The US has called on Japan to step up pressure on the country’s cryptocurrency exchanges and miners, urging them to sever ties with Russia in a bid to further financially isolate the country from the outside world.
The request from US diplomats was directed to several of Japan’s 31 officially licensed crypto exchanges that are still running in Russia, according to people close to the situation.
The diplomats asked Tokyo to focus on halting cryptocurrency mining operations based in the Irkutsk region in Siberia, said two people familiar with the matter.
The area is favoured for mining operations because its relatively low temperatures require less cooling and because of the availability of cheap hydroelectric power.
In response, representatives of Japan’s Financial Services Agency renewed demands that the Japanese exchanges they oversee cut any surviving relationships, according to people close to three exchanges.

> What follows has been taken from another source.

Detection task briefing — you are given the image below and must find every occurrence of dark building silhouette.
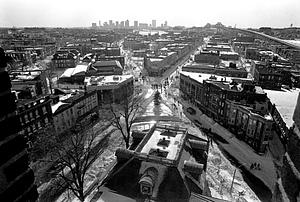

Asked about the request, the FSA and the US embassy in Tokyo declined to comment. The US state department said Washington and its allies were “united in our determination to hold Russia to account” for the war against Ukraine. “We will continue to evaluate the impacts of our measures and are prepared to take further measures,” a state department spokesperson said.
Since Russia’s invasion of Ukraine, the administration of prime minister Fumio Kishida has been at pains to remain in lockstep with the US and allies on sanctions against Vladimir Putin’s regime and efforts to minimise Japanese business in Russia.
Washington’s decision to supply information on possible Japanese crypto mining operations in Russia was part of an effort to maintain pressure on Putin as the war continues, said people briefed on the matter.
Japan’s FSA, which regulates the country’s licensed cryptocurrency exchanges, responded quickly to Russian’s invasion of Ukraine.
On March 14, the FSA formally asked the exchanges to monitor any accounts or transactions involved the movement of assets of any person or entity under sanctions.
The request followed an emergency change to Japan’s Foreign Exchange and Foreign Trade Act, which brought cryptocurrencies and other digital assets under its umbrella and strengthened the government’s powers to stem their flow in and out of Japan.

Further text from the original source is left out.